- Logo of the group
- Leader: Sirozhiddin Mukhtarov (POW)
- Dates active: April 2017 – December 2019
- Headquarters: North Caucasus, Russia
- Active regions: North Caucasus, Russia
- Ideology: Salafist jihadism; Wahhabism;
- Size: 100 (according to the (CFR)
- Part of: al-Qaeda
- Wars: the Insurgency in the North Caucasus and the Global War on Terrorism

= Imam Shamil Battalion =

Militant Islamist organization primarily active in the North Caucasus

The Imam Shamil Battalion (كتيبة الإمام شامل, батальон имама Шамиля) was a militant Islamist organization in Russia. It is a North Caucasus affiliate of Al-Qaeda.

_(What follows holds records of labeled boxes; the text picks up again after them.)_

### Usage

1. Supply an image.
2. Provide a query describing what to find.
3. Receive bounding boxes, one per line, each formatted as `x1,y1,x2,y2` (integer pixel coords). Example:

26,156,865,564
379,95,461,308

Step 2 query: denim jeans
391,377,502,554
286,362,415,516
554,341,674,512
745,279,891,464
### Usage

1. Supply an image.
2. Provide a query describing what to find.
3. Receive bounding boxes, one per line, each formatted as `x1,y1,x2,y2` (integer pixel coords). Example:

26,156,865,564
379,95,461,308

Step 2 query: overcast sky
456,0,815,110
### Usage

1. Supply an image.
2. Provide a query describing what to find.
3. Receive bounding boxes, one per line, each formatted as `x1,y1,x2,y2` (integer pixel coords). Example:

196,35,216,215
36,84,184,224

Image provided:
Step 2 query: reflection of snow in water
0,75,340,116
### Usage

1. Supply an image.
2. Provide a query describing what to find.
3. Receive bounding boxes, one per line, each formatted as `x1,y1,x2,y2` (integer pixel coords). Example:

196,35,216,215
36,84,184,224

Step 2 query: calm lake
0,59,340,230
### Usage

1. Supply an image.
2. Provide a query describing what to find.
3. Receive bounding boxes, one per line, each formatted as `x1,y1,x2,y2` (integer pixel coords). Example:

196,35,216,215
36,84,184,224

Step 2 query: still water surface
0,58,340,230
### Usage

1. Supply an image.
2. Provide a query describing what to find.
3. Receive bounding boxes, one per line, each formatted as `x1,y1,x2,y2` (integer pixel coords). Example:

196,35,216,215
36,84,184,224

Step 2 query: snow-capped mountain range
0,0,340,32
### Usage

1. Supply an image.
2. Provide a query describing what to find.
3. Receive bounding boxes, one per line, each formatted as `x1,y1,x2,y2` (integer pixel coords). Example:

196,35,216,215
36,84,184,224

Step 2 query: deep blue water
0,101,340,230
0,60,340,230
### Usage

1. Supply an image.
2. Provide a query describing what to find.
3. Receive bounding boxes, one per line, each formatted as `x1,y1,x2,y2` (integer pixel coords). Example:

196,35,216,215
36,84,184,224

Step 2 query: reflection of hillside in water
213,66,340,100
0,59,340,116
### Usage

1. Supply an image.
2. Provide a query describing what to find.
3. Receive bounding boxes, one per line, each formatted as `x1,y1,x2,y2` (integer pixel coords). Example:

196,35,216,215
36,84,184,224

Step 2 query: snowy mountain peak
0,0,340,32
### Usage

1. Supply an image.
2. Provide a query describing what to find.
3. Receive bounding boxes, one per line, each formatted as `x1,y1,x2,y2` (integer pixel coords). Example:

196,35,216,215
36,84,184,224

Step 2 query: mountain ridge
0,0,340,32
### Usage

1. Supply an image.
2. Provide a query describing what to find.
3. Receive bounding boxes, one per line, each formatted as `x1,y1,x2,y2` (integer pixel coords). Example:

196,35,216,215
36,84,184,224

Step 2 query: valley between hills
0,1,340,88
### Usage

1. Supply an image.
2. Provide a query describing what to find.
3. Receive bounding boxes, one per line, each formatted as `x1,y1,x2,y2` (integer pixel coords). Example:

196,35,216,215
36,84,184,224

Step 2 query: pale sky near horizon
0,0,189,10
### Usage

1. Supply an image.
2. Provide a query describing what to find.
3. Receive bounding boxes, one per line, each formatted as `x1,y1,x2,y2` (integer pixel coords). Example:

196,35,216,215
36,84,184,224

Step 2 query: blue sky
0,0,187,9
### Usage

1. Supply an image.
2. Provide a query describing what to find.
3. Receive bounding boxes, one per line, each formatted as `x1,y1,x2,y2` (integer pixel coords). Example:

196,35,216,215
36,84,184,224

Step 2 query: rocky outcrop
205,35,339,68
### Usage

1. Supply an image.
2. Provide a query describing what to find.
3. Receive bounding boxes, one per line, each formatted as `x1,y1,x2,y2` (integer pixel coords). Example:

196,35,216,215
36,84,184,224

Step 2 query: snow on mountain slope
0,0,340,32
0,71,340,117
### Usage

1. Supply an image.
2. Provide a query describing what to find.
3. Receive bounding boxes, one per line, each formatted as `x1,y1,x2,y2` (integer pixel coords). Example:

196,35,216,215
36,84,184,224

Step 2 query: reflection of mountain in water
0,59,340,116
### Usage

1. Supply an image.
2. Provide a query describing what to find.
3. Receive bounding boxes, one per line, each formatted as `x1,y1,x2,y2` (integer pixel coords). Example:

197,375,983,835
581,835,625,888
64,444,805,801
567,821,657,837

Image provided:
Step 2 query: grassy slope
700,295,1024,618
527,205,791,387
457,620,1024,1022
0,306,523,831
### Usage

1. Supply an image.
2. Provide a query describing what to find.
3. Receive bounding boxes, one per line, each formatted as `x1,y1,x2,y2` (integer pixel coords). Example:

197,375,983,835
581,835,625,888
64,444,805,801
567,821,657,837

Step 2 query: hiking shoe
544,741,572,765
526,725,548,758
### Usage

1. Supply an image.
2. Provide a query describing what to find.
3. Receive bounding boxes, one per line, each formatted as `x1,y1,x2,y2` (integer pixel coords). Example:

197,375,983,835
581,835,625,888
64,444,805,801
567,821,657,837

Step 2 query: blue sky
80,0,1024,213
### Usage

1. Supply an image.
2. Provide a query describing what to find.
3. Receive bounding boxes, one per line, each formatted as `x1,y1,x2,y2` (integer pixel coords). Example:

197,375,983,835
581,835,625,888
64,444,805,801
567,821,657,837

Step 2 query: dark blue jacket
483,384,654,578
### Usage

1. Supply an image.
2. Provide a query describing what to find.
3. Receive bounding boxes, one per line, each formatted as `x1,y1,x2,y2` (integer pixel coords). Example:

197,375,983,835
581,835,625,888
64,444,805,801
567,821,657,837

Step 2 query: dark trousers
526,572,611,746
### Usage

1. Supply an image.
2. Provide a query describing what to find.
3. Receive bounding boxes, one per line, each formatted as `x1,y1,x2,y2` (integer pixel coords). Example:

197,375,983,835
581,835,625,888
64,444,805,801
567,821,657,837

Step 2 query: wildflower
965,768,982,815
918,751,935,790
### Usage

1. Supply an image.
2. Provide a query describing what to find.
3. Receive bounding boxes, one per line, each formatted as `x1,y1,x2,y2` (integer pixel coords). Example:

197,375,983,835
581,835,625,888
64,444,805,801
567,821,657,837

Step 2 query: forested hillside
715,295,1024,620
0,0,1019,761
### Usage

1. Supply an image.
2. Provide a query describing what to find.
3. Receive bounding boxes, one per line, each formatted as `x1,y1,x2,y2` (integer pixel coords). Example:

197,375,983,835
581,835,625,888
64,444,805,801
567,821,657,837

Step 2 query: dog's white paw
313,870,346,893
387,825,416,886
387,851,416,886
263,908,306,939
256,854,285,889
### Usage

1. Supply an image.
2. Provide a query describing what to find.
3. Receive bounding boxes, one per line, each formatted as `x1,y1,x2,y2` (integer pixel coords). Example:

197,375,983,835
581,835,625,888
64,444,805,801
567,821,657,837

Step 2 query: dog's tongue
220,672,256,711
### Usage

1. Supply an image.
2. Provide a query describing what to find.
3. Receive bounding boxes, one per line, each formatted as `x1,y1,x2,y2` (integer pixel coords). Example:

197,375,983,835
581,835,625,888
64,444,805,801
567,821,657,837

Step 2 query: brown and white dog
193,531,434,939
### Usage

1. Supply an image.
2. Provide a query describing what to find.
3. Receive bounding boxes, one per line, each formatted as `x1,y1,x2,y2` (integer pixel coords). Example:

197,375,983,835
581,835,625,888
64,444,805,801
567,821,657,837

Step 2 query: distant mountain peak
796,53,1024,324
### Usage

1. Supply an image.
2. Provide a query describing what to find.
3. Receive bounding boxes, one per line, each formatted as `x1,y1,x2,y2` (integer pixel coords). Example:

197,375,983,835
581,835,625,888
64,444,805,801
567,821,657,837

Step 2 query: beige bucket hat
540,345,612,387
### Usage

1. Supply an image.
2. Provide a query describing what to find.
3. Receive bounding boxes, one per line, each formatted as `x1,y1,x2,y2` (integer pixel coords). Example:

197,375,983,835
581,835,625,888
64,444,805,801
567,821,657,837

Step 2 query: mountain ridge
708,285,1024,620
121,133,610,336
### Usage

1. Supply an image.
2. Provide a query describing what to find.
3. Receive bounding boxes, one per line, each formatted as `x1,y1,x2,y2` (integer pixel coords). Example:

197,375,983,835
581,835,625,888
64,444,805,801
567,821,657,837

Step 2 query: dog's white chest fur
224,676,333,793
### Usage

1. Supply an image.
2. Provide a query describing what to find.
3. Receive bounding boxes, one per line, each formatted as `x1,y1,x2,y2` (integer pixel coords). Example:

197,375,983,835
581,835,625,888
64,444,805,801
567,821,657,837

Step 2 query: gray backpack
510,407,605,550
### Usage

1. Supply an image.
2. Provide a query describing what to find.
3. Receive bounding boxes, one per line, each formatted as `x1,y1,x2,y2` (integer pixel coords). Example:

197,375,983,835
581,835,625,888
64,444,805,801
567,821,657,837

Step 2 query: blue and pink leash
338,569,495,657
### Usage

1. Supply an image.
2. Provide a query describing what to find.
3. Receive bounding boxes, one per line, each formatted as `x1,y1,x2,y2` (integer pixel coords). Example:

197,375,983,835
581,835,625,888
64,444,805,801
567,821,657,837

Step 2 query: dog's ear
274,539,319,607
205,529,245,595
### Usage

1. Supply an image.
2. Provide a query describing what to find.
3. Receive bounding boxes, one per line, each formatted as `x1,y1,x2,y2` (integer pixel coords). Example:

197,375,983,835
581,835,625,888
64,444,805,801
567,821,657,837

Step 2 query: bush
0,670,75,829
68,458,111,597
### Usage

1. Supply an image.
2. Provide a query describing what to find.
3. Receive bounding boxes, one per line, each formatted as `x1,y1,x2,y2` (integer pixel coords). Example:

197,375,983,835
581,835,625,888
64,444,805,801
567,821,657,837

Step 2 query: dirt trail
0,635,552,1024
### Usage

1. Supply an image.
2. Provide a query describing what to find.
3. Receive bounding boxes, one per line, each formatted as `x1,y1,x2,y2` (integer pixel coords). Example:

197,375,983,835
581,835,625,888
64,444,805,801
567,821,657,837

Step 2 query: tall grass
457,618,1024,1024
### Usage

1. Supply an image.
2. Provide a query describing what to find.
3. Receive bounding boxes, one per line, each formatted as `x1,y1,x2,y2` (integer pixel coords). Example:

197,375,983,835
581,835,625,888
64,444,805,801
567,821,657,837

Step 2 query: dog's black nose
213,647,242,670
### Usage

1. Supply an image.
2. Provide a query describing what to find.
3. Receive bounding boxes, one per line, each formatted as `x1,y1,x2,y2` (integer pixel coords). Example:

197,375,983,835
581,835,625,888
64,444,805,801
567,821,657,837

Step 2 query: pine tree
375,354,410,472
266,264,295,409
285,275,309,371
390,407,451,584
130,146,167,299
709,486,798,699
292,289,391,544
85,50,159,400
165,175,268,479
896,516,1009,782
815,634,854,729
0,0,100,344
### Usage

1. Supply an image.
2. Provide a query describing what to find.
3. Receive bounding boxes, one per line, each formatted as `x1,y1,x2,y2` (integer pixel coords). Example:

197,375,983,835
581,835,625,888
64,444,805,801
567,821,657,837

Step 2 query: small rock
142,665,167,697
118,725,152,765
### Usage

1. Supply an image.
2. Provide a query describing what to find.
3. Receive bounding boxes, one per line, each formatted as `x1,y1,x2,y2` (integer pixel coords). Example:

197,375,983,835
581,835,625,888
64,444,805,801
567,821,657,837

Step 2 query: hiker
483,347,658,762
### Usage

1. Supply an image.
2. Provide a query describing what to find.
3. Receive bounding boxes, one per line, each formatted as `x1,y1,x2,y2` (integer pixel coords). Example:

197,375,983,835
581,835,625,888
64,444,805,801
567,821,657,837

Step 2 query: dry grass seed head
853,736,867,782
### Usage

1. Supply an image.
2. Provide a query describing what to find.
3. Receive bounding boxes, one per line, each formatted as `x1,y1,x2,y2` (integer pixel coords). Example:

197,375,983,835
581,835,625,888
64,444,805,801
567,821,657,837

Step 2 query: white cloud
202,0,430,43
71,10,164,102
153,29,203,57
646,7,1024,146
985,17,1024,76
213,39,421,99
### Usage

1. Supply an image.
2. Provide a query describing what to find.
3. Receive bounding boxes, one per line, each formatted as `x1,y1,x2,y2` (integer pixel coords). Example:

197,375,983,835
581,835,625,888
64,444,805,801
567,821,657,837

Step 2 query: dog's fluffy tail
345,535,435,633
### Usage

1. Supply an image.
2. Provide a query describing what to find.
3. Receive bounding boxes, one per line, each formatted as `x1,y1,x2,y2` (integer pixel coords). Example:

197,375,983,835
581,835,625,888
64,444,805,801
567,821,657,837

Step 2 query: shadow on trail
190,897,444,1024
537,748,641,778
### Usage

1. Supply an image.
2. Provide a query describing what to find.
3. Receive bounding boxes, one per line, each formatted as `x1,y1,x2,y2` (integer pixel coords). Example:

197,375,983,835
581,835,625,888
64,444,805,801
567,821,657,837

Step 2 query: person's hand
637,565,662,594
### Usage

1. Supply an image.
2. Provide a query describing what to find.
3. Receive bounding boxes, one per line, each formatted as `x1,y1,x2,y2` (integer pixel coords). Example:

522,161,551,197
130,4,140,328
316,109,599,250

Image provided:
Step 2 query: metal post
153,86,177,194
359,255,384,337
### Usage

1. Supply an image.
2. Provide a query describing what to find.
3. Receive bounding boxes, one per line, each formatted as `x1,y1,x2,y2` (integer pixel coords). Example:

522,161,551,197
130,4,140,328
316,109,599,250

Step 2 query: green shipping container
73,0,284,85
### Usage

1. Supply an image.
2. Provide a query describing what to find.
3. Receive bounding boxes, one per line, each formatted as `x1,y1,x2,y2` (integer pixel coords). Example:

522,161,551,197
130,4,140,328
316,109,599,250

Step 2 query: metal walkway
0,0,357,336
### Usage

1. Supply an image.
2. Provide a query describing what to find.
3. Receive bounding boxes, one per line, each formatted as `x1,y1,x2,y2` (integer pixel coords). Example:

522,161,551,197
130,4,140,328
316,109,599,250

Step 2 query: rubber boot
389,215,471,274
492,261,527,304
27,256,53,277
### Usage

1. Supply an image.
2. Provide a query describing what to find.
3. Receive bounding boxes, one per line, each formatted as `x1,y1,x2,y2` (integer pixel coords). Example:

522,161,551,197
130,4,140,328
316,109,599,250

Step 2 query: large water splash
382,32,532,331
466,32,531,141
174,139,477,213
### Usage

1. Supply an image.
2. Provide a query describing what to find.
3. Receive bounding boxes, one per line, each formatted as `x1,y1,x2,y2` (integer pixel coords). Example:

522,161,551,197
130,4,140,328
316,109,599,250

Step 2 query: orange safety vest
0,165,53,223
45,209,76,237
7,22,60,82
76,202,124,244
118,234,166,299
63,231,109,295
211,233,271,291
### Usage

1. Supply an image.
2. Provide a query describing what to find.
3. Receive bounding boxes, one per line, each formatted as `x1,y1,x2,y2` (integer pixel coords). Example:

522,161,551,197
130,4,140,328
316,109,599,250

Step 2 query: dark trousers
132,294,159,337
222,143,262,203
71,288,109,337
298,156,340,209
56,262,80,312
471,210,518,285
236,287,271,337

The name of the group is in reference to Imam Shamil, a Muslim leader from Dagestan that fought an invasion by the Russian Empire during the Caucasian War, and was the third Imam of Caucasian Imamate.

==History==
It is unknown when the group was formed but it rose to public prominence on 26 April 2017, when it claimed responsibility for the 2017 Saint Petersburg Metro bombing. In its statement, it said that the attack was ordered by al-Qaeda's general Emir, Ayman al-Zawahiri, and that the group acts on behalf of al-Qaeda in the Caucasus and the Russian Federation. The attack was in retaliation to Russian military intervention in Syria. The group also pledged to continue launching terrorists attack in Russia until the Russian government withdraws its forces from the Caucasus and Syria. Is speculated that the group is led by Sirozhiddin Mukhtarov, who is also known as Abu Salah al-Uzbeky. In Tajikistan he is known for his connections with Uyghur groups such as the Turkistan Islamic Party and other al-Qaeda affiliates in Syria such as Tahrir al-Sham.